Monads and Maybe

[Ross Paterson]

On Thu, Aug 21, 2003 at 11:32:47AM +0100, C T McBride wrote:
> My point, however, is not to use <$> with that type, but the more general
> 
>   class Fun f where
>     eta :: x -> f x
>     (<$>) :: f (s -> t) -> f s -> f t
> 
> Is there a better name for Fun? Is it ancient and venerable? Am I an
> ignoramus twice over?

It seems that something this useful should have a name, but I've been
unable to find one.  This interface was first used for parsers by
Niklas Rojemo.  Doaitse Swierstra has developed a lot of interesting
parsers with this interface, roughly

	infixl 4 <$>, <*>

	class Functor f => Sequence f where
		eta :: a -> f a
		(<*>) :: f (a -> b) -> f a -> f b

		(<$>) :: (a -> b) -> f a -> f b
		(<$>) = fmap

One would expect this to satisfy identity and associativity laws:

	eta f <*> v = f <$> v
	u <*> eta y = ($ y) <$> u
	u <*> (v <*> w) = ((.) <$> u <*> v) <*> w

as well as naturality of eta and (<*>).

Several other choices of primitives are available.  One is:

	lift0 :: a -> f a
	lift1 :: (a -> b) -> f a -> f b
	lift2 :: (a -> b -> c) -> f a -> f b -> f c

	lift0 = eta
	lift1 = fmap
	lift2 f fa fb = f <$> fa <*> fb
	(<*>) = lift2 ($)

Another interface is eta plus

	mult :: f a -> f b -> f (a,b)

with axioms

	eta x `mult` v = fmap (\y -> (x,y)) v
	u `mult` eta y = fmap (\x -> (x,y)) u
	u `mult` (v `mult` w) = fmap assoc ((u `mult` v) `mult` w)
		where	assoc ((x,y),z) = (x,(y,z))

These are all equivalent (or would be, if Haskell had true products).

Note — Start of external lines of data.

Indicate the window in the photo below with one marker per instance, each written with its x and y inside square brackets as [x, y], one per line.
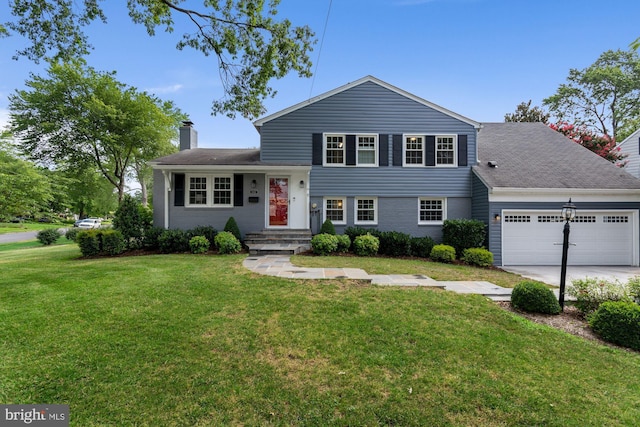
[211, 191]
[367, 150]
[431, 211]
[197, 190]
[445, 150]
[334, 149]
[334, 209]
[366, 210]
[413, 150]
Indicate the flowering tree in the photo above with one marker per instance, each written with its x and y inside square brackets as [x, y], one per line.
[603, 145]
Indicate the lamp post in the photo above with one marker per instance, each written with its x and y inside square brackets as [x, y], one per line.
[568, 213]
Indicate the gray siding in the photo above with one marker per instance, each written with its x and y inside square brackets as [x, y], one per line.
[369, 108]
[398, 214]
[495, 231]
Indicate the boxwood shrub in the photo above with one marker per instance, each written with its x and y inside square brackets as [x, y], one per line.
[443, 253]
[618, 322]
[477, 256]
[534, 297]
[324, 244]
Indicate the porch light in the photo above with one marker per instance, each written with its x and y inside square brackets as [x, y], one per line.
[568, 213]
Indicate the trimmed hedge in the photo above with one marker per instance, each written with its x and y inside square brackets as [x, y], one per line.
[534, 297]
[618, 322]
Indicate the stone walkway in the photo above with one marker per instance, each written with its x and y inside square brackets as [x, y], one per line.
[280, 266]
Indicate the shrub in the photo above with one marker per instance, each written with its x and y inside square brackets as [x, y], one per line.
[394, 243]
[71, 234]
[534, 297]
[199, 245]
[443, 253]
[478, 256]
[89, 242]
[227, 243]
[131, 219]
[232, 227]
[113, 242]
[327, 227]
[618, 322]
[49, 236]
[366, 245]
[463, 234]
[324, 244]
[421, 246]
[204, 231]
[173, 241]
[151, 236]
[344, 243]
[590, 292]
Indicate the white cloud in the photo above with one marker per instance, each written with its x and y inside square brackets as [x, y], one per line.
[165, 89]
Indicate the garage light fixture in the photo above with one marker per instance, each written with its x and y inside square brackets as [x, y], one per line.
[568, 213]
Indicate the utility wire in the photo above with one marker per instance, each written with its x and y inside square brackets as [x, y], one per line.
[324, 31]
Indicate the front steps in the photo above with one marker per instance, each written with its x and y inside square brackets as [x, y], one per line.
[278, 242]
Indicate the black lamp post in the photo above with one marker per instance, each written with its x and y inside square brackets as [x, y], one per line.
[568, 214]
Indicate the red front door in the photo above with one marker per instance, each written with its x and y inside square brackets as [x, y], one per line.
[278, 202]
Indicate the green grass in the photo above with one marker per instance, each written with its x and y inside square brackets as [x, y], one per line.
[184, 340]
[435, 270]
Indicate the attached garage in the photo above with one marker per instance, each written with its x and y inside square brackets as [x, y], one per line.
[597, 237]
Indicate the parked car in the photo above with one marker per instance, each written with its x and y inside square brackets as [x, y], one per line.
[88, 223]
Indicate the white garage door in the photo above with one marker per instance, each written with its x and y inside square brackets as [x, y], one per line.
[600, 238]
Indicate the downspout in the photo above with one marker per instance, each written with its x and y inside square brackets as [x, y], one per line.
[167, 186]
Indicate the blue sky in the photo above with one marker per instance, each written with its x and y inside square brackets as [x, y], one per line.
[479, 58]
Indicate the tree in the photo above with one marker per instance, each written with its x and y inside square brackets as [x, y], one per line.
[603, 145]
[25, 190]
[250, 45]
[524, 113]
[87, 119]
[601, 97]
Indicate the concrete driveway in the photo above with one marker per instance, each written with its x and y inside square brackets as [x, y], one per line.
[551, 274]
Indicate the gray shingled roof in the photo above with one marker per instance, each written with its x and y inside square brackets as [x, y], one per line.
[531, 155]
[220, 157]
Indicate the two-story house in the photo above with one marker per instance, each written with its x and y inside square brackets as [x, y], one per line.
[370, 154]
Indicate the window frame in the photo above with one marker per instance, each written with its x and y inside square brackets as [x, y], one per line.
[443, 208]
[356, 210]
[454, 149]
[375, 149]
[344, 209]
[405, 150]
[325, 149]
[210, 190]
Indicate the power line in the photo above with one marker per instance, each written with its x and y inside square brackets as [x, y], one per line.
[324, 31]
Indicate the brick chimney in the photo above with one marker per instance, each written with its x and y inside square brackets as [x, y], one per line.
[188, 136]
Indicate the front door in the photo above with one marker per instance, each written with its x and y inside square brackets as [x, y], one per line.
[278, 202]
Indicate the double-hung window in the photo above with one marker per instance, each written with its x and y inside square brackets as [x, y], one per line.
[431, 211]
[210, 191]
[335, 209]
[413, 150]
[334, 149]
[367, 150]
[366, 210]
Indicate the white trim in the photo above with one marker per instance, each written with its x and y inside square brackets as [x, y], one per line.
[375, 210]
[344, 209]
[260, 122]
[444, 210]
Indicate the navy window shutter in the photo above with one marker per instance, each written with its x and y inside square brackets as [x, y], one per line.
[462, 150]
[238, 181]
[397, 150]
[351, 150]
[317, 143]
[430, 150]
[383, 149]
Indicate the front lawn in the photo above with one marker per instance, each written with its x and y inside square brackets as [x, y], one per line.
[198, 340]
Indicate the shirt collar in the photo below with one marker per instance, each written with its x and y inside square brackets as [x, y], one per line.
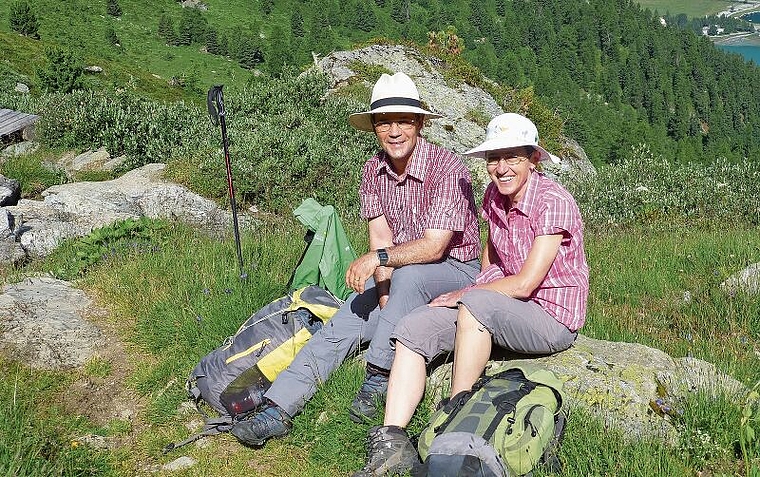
[416, 166]
[530, 199]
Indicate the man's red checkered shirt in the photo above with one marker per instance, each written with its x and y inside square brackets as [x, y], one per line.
[435, 192]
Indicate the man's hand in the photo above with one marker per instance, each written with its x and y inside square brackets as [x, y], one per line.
[450, 299]
[360, 270]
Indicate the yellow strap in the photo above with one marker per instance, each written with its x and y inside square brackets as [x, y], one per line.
[281, 357]
[323, 312]
[248, 351]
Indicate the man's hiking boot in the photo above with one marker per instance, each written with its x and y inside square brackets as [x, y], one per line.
[389, 452]
[270, 422]
[370, 396]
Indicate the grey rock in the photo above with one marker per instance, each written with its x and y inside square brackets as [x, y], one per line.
[6, 223]
[466, 109]
[74, 210]
[10, 191]
[746, 281]
[621, 382]
[574, 163]
[42, 324]
[182, 463]
[459, 103]
[11, 252]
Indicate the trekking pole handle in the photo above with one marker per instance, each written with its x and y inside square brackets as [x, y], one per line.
[215, 103]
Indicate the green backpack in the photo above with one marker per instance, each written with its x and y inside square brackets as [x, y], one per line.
[507, 424]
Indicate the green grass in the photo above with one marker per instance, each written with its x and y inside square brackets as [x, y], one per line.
[692, 8]
[145, 63]
[176, 300]
[36, 438]
[35, 172]
[661, 288]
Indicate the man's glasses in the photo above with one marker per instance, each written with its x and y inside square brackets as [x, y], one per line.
[511, 160]
[403, 124]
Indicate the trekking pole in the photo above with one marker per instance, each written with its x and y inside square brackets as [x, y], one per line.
[217, 113]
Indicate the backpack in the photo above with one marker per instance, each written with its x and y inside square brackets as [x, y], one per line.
[233, 378]
[506, 425]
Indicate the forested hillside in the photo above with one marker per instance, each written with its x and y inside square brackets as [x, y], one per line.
[613, 71]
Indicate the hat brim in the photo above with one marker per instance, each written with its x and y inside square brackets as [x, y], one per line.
[499, 143]
[363, 121]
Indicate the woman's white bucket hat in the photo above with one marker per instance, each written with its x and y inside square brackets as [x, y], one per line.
[391, 94]
[511, 130]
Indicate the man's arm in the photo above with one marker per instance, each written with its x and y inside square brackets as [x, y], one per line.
[540, 259]
[380, 236]
[429, 248]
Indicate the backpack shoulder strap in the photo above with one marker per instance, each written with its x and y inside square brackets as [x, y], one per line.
[212, 427]
[506, 403]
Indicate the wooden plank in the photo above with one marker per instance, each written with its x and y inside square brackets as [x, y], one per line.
[13, 121]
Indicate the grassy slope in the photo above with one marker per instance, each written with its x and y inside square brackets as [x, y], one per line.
[174, 302]
[146, 63]
[692, 8]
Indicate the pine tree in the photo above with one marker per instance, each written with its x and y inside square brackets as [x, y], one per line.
[23, 20]
[63, 71]
[212, 42]
[113, 8]
[297, 24]
[400, 10]
[165, 26]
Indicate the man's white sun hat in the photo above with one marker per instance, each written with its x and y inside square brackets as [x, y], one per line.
[511, 130]
[391, 94]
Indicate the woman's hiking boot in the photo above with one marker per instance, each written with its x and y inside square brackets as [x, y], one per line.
[273, 421]
[370, 396]
[389, 452]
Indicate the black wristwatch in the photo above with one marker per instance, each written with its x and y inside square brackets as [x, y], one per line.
[382, 254]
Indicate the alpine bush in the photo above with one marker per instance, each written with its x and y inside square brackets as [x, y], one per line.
[643, 188]
[287, 142]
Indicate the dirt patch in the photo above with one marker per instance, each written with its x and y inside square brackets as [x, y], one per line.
[99, 391]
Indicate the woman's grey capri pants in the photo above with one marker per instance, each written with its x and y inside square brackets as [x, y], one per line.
[516, 325]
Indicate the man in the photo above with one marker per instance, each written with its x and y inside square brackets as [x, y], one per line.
[423, 240]
[530, 296]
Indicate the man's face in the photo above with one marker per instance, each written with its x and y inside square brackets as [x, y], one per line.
[510, 170]
[397, 134]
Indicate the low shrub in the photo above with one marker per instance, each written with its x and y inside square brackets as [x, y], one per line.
[645, 189]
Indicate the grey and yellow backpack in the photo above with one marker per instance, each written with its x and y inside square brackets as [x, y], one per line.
[233, 378]
[509, 423]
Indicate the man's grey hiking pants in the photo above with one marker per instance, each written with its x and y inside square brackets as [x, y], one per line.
[360, 320]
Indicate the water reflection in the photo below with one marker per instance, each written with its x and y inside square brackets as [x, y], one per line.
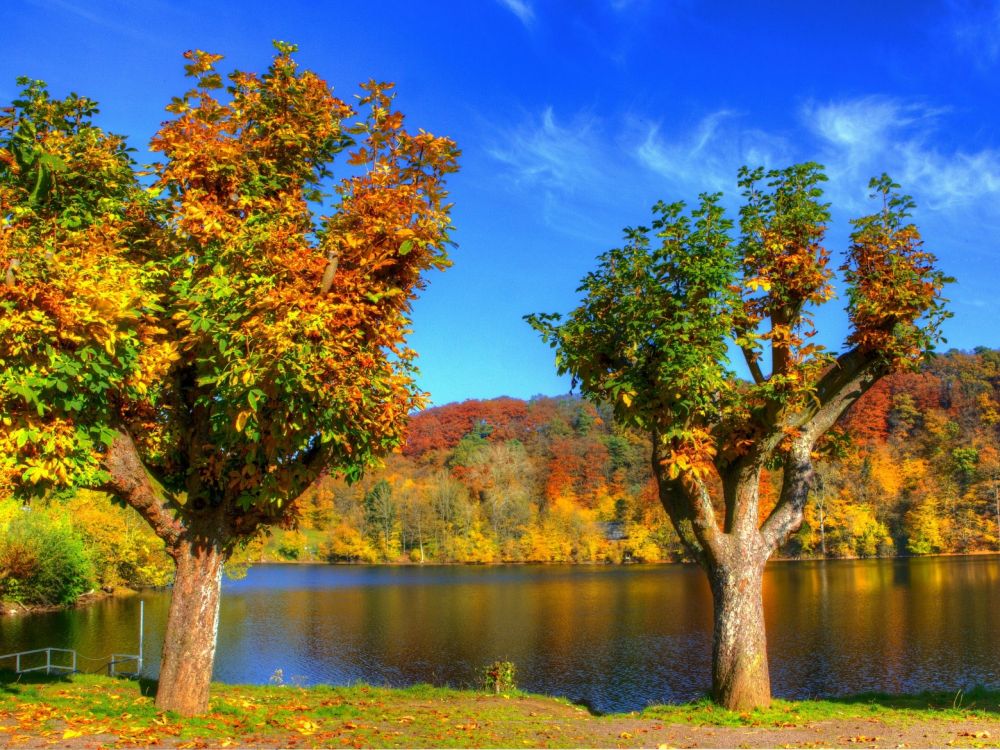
[618, 638]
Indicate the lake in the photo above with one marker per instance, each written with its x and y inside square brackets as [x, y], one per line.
[618, 638]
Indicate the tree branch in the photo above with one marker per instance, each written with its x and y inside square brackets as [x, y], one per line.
[333, 259]
[689, 506]
[130, 481]
[786, 516]
[844, 383]
[754, 365]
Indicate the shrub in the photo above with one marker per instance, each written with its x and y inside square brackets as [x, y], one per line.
[43, 561]
[499, 677]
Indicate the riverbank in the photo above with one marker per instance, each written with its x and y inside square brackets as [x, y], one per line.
[90, 711]
[10, 608]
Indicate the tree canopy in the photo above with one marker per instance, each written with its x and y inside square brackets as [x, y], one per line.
[653, 334]
[203, 338]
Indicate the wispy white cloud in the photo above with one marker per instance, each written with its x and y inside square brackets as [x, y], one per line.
[566, 168]
[544, 153]
[862, 137]
[707, 156]
[523, 9]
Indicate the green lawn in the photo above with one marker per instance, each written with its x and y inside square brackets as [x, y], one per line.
[117, 712]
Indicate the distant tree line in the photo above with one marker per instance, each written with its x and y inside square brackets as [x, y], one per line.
[913, 469]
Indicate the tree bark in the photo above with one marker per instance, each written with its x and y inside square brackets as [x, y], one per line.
[740, 678]
[192, 628]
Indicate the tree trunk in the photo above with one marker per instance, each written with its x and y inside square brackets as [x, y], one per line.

The last version generalizes to any symmetric monoidal category: it
requires that f be a lax monoidal functor, with eta_1 and mult as the
transformations, that eta is a transformation from the identity monoidal
functor to f, plus the symmetry condition

	eta x `mult` v = fmap swap (v `mult` eta x)

As you note, they're preserved under composition.  They also compose
with arrows (in the sense of Hughes) to make new arrows, and they're
preserved by products (as are arrows).